Когда я появилась в их доме, ещё была жива старая хозяйка, слабенькая здоровьем и добрая старушка, разговаривала ласково и даже фруктами угощала. Но жизнь её подходила к концу, на лбу у неё была розово-синеватая опухоль, вероятно, злокачественная, размером и формой с половину грецкого ореха. Вскоре она умерла, мне было её очень жаль, такую добрую и ласковую. А вообще-то здесь, у нового хозяина были совсем другие условия и отношение к невольникам. У фашиста Отте я была единственным работником на всё хозяйство и на 12 коров. Здесь и хозяйство крупнее и скотины в два раза больше. За всем этим приглядывали пятеро иностранных работников: поляк Франек Мрон, русский Николай Потесов (после войны он жил в Тайцах Ленинградской области), мама и я. Кроме нас у бауера жила и работала немка Хильда, которая одновременно училась в школе в восьмом классе. А я как раз имела восемь классов образования и сказала ей об этом, спросила, как их обучают, какие предметы изучают. Я была страшно удивлена, узнав, что ни об алгебре, ни о геометрии, ни о многих других предметах они даже понятия не имеют, а про Россию Хильда сказала, что она всего лишь в два-три раза больше Германии и что Россия - это дикие степи и непроходимые леса да болота и несколько городов, где живут полуобразованные дикари.

Когда я сказала Хильде, что в России в школе мы изучали даже немецкий язык, на что она ответила: «Ну правильно, должны же рабы понимать язык своих хозяев, а нам  ни к чему  изучать язык варваров и дикарей».

Как я поняла, у них в начальной школе учили лишь необходимым предметам, а в основном готовили хозяек. Однажды, когда Хильда собиралась в школу, я обратила внимание на её сборы: она положила в сумку понемногу всяких овощей  и других продуктов в сыром виде, аккуратно в коробочку сложила тряпки, забрала большую куклу и пошла на занятия. Я так удивилась, что девушка 15 или 16 лет всё ещё играет в куклы.

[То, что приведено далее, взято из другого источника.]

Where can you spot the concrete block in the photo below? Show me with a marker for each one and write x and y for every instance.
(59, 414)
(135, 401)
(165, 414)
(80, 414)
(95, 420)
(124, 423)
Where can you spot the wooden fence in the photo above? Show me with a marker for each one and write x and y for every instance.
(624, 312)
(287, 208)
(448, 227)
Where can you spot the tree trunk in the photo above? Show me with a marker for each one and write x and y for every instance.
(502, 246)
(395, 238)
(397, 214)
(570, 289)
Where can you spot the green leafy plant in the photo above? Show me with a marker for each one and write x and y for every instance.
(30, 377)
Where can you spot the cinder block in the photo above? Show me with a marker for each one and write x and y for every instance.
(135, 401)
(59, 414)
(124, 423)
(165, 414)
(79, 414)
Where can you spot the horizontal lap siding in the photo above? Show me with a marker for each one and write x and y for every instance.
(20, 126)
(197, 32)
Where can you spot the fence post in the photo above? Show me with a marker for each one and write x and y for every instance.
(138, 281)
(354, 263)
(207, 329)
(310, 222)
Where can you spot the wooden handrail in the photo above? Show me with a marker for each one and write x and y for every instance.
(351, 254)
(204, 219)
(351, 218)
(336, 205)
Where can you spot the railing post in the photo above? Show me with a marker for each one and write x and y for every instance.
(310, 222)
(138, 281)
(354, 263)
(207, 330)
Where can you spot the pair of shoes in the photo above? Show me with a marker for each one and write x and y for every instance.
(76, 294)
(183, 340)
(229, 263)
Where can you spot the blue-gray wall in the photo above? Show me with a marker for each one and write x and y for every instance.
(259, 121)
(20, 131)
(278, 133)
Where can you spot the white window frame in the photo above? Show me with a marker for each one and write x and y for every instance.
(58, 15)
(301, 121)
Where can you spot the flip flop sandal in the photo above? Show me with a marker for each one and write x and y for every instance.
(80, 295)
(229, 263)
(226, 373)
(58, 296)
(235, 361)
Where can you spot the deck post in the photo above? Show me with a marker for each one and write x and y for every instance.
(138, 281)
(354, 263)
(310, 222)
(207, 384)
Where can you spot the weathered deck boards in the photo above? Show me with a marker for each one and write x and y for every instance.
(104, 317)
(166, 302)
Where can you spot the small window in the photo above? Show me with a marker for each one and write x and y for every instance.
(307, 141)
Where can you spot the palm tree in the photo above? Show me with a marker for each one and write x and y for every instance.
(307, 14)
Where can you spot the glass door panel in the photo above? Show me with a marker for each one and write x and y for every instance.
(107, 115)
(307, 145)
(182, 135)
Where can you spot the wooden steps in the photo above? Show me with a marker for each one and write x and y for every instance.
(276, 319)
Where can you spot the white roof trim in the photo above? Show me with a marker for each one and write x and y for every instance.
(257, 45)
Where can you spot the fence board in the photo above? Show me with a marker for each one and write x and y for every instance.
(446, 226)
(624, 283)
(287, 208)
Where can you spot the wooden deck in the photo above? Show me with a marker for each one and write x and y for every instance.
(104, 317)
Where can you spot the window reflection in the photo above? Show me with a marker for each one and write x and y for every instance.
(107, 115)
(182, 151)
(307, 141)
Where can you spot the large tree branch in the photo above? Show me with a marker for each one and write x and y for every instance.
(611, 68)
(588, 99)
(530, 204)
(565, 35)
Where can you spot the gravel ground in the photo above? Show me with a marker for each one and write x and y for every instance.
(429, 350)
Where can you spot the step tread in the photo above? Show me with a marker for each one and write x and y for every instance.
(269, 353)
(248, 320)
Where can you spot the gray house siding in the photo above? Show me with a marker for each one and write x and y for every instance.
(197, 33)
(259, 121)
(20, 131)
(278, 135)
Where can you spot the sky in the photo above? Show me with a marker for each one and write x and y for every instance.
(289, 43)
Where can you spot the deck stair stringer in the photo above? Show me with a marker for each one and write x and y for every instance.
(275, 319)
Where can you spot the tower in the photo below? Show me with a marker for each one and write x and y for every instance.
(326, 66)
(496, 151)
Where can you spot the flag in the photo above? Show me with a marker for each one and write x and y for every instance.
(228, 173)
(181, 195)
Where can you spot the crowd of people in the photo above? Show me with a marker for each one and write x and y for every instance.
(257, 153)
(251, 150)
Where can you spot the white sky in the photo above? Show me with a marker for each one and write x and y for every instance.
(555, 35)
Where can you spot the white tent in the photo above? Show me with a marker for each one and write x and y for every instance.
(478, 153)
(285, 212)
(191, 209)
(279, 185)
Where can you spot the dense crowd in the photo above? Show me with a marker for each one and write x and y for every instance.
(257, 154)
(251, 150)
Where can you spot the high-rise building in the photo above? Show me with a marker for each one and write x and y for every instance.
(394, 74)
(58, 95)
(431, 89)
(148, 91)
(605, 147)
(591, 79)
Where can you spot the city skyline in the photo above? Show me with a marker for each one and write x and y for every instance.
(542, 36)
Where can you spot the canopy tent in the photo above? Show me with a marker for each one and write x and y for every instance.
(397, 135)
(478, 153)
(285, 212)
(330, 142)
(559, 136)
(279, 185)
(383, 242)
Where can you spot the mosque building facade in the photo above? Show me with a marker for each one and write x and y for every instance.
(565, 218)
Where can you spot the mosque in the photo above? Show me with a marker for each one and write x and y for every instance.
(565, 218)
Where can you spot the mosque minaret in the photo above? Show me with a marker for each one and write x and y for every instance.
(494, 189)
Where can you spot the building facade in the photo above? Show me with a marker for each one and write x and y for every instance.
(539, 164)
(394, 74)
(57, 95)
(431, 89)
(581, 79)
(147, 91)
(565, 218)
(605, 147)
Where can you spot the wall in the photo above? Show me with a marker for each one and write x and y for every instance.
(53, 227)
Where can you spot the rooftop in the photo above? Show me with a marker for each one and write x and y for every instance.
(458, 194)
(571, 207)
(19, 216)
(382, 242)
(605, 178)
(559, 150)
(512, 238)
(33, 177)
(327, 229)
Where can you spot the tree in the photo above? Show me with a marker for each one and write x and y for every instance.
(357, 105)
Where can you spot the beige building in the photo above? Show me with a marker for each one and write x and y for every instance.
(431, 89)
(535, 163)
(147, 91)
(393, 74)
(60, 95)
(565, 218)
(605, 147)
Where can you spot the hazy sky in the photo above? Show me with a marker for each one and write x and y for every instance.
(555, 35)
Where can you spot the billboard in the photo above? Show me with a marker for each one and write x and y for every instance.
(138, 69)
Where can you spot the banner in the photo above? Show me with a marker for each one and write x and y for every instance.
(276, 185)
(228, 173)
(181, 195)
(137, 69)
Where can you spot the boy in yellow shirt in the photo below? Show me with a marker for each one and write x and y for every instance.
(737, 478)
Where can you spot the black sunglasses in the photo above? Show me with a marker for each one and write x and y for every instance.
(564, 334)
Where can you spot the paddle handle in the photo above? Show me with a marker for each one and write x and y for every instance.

Заметив моё недоумение, ко мне с иронической улыбкой подошла хозяйка и с гордостью стала говорить: «У нас в школе девочек готовят к жизни, обучают быть идеальными хозяйками, чтобы всё умели делать: вкусно готовить, шить,
 вязать, пеленать и воспитывать детей».

После окончания школы Хильда ушла от хозяйки, а вместо неё появилась другая немка - Траутель. Кстати, пятилетнюю дочь хозяйки тоже звали Траутель  и она уже училась в первом классе. А новая немка-работница Траутель была весёлая девочка, всё время разговаривала с улыбкой. Она была в том же возрасте,
как и Хильда. Работу выполняла в основном по дому, изредка с нами выходила работать в поле.

У новых хозяев тоже нелегко было трудиться с рассвета до темноты, без отдыха в будни. Но зато морально я просто воскресла, здесь были человеческие отношения, было с кем отвести душу и поговорить, но главное - здесь была мама. В воскресные и праздничные дни я уже могла, как и другие, на три часа выйти на улицу, узнать какие-нибудь новости о войне.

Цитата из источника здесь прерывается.